Fast Forward 100 Years
Without going into the history of reconstruction, and the Jim Crow era, in 1954 the Supreme Court struck the first of many death blows against segregation in Brown v. Board of Education, .
Some schools began the process of desegregation almost immediately. San Angelo ISD joined several districts beginning the process of desegregation quickly.
When San Angelo Central High School opened in 1959, it was a desegregated high school.
Midland’s Robert E. Lee High School opened two years later as a whites-only segregated school.
Midland Lee and Civil Rights
A lot was happening in the country’s civil rights struggle when Midland ISD decided to name its new high school after Robert E. Lee in 1961.
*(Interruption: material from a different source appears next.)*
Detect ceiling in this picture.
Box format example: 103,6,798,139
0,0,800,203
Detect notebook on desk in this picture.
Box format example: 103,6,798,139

The Montgomery Bus Boycott happened in 1955 and 1956, and then the Civil Rights Act of 1960 was passed and signed into law.
Sit in protests were happening all across the South. The Student Non-Violent Coordinating Committee was formed that year, and 1960-61 saw the famous “Freedom Rides” throughout the South.
But in Midland, Texas, the Board of Trustees was building a new segregated high school and naming it for Virginia “hero” Robert E. Lee.
High schools in Midland were not desegrated until the federal government intervened in the late 1960s. Court documents reflect segregation at Midland High Schools occurred in the 1968-1969 school year.
The elementary schools in Midland also had to be desegregated by court order, and that was not completed until late in the 1970s and early 80s.
Midland was not alone here. According to historical accounts, school districts in San Angelo and several other Texas cities were investigated by the U.S. Justice Department around this time, who determined schools in these districts were still functionally segregated, bringing them under control of federal courts for approval to all proposed changes. A situation that remained in place for decades.
Midland Lee was named after Robert E. Lee as a protest against segregation. That was a struggle the trustees at the time were committed to and that the District fought against until the Reagan era.
Judging by the recent vote, some of the people of Midland are still protesting integration to this day.